Objet : La chanson du kava

9 mai 2024

De nos jours, il est de plus en plus ardu d’accorder sa confiance aux autres. Je suis heureuse qu’à l’issue du prochain Congrès CSQ, la Centrale aura un plan de travail triennal à réaliser pour mettre tous les efforts à cultiver la confiance envers les institutions. Les objectifs à atteindre, basés sur cette valeur fondamentale, devront se traduire par des actions concrètes concernant divers enjeux qui permettront de faire avancer la société. Un parmi ceux-ci retient mon attention en raison de son importance primordiale : le dialogue social.

Qu’on le voie sous la lunette institutionnelle ou tout simplement à l’échelle individuelle, le dialogue social inclut tous types de négociation, de consultation ou simplement d’échange d’informations entre personnes, sur des questions présentant un intérêt pour la collectivité, dans la poursuite d’un projet à coconstruire pacifiquement.

Malheureusement, l’art de bien discuter s’effrite. À quoi sommes-nous en train d’assister ? On dirait que notre société est malade. L’être humain, pour le bien de son développement, dépend pourtant des bonnes relations qu’il entretient avec les autres, mais il semblerait que son caractère individualiste prenant le dessus, influencé par le doute et les appréhensions qu’il entretient lui-même, le pousse plutôt à interagir offensivement avec autrui.

Renforcer le dialogue social sera plus que jamais important parce que le temps ayant passé, nous avons oublié comment se parler pour arriver à se comprendre et à se connaître et ainsi entretenir le vivre-ensemble. Le rapport entre la nécessité de se faire entendre pour satisfaire nos besoins et le sentiment d’avoir été pris en considération semble être synonyme de guerre de popularité ou d’opinion publique.

En quoi faire valoir des opinions divergentes, exposer des requêtes ou tenter de convaincre autrui requiert-il de passer à l’attaque ? De nos jours, le sens de la civilité est un concept qui se perd et chacun peut en être témoin dans son quotidien, ne serait-ce que par la lecture de la violence écrite sur les réseaux sociaux, l’intolérance exprimée dans le non-verbal ou l’impatience liée au délai d’attente.

Et c’est partout pareil. Il n’y a qu’à regarder la tournure de certains débats politiques mondiaux sur des enjeux qui nous concernent tous, également.
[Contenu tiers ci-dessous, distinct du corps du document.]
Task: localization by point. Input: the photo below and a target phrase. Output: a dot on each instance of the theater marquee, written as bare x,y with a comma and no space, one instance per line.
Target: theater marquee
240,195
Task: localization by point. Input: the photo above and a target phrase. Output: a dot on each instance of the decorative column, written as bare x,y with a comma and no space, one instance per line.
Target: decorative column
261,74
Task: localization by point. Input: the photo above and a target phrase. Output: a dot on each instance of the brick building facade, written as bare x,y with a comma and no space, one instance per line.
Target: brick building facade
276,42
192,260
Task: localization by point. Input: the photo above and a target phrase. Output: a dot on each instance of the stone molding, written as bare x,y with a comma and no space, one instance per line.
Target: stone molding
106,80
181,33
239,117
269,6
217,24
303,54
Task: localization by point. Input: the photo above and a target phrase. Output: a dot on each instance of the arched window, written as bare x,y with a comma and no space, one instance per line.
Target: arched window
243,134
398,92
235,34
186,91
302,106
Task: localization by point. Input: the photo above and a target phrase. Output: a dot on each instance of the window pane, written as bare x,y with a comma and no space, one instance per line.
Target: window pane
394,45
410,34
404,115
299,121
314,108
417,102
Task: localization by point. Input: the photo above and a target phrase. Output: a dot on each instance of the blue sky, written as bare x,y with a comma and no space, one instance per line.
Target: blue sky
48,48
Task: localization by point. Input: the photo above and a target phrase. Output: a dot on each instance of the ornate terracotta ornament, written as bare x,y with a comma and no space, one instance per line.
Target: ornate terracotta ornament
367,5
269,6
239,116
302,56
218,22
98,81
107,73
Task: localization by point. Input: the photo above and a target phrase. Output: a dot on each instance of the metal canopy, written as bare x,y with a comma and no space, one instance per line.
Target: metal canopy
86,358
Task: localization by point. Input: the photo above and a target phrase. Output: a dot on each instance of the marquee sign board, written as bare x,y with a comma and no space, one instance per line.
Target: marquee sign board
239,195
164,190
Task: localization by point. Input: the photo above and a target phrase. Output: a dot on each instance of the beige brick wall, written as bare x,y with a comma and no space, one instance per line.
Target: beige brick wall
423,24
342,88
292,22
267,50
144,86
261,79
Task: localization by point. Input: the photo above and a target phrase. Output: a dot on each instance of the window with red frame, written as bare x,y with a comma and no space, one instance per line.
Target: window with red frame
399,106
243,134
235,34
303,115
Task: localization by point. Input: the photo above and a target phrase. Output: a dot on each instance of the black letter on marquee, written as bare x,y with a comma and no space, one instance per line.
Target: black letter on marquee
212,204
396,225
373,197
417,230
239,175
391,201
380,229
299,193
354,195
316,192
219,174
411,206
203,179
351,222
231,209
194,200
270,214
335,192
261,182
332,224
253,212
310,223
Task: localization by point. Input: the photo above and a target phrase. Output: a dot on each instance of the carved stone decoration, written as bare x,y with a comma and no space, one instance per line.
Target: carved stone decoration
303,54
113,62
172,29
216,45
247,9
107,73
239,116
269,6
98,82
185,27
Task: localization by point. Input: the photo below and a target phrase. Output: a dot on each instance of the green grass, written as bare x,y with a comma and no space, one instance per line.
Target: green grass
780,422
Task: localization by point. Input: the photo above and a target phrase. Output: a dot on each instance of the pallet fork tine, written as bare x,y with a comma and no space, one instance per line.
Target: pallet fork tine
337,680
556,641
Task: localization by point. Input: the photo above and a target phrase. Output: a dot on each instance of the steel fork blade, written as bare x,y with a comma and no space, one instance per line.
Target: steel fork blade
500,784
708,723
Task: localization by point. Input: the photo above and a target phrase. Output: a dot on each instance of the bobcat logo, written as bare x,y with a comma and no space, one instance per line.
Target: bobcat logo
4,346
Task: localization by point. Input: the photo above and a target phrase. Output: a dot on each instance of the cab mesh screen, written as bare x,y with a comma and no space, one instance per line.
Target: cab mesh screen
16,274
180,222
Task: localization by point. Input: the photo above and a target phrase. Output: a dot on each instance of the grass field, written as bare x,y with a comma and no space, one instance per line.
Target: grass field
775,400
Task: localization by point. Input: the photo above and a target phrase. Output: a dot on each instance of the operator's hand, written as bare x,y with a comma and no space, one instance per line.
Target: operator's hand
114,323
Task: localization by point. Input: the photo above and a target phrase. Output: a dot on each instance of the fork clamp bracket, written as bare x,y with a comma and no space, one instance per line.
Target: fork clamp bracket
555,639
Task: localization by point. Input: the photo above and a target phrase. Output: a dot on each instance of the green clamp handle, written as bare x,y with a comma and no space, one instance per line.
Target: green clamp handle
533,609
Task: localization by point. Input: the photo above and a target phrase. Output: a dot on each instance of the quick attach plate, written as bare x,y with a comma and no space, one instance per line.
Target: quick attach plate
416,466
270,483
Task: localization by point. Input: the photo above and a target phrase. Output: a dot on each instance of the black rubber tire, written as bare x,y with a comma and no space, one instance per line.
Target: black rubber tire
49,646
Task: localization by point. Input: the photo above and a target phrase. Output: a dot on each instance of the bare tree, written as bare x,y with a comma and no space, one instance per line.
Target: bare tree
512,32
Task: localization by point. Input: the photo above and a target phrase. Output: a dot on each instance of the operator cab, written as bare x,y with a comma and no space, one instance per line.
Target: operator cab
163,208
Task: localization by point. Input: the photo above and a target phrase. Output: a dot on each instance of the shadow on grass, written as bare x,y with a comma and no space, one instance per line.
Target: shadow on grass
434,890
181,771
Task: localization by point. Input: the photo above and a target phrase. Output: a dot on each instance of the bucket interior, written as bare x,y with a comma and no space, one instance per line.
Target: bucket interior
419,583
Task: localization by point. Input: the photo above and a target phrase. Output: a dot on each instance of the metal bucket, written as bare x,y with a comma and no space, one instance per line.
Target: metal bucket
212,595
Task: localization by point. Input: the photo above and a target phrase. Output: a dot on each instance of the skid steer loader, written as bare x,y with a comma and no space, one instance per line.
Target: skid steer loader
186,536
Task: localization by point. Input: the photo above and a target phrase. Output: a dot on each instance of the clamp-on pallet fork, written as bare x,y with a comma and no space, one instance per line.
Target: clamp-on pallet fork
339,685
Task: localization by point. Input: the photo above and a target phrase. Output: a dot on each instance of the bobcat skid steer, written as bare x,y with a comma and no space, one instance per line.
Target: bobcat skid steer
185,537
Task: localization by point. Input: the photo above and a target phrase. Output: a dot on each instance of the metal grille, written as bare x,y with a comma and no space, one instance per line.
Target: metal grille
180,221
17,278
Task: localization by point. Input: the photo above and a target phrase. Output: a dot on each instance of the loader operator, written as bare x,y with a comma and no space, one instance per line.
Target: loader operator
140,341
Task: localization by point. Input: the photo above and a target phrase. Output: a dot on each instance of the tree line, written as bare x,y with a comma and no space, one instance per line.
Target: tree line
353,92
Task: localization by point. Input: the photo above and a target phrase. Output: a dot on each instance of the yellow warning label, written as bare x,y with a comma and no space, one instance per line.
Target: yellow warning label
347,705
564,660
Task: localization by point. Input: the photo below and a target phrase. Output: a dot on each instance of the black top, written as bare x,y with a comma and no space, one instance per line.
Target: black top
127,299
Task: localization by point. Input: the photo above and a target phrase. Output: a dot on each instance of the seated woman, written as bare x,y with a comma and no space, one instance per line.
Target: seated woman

Est-ce qu’aujourd’hui, satisfaire un objectif personnel ou mettre en place des projets de société collectifs nous restreint au passage obligé de la confrontation ?

Plus jeune, j’ai vécu quelque temps au Vanuatu. Dans ce pays, on servait le kava, une boisson faite à partir de racine que l’on broyait et infusait. À l’origine, on utilisait ce liquide infusé comme moyen pour aider à la résolution de conflits. Ses effets anesthésiants avaient la vertu de calmer les ardeurs des gens. Dès lors, en consommer, libérait les personnes de leurs inhibitions, leur permettant d’aller au fond des choses au moyen du dialogue. Quand une situation opposait des individus, ils étaient invités à s’expliquer, puis à boire le kava. L’engourdissement ressenti leur permettait d’être à l’écoute d’avenues nouvelles en guise de compromis pour solutionner leur problématique. Le plus fascinant, c’est que l’état de quiétude, que cette infusion apportait, demeurait une fois les effets dissipés. Pour eux, le kava avait le pouvoir de dicter la paix, la tolérance, le pardon et le respect. Les gens acceptaient le sort de leurs enjeux parce qu’ils avaient écouté la chanson du kava.

Un dialogue social fort et au service du bien commun est une caractéristique fondamentale d’une société qui interagit dans la confiance et qui détient ainsi la faculté d’aller de l’avant. Allons donc boire le kava.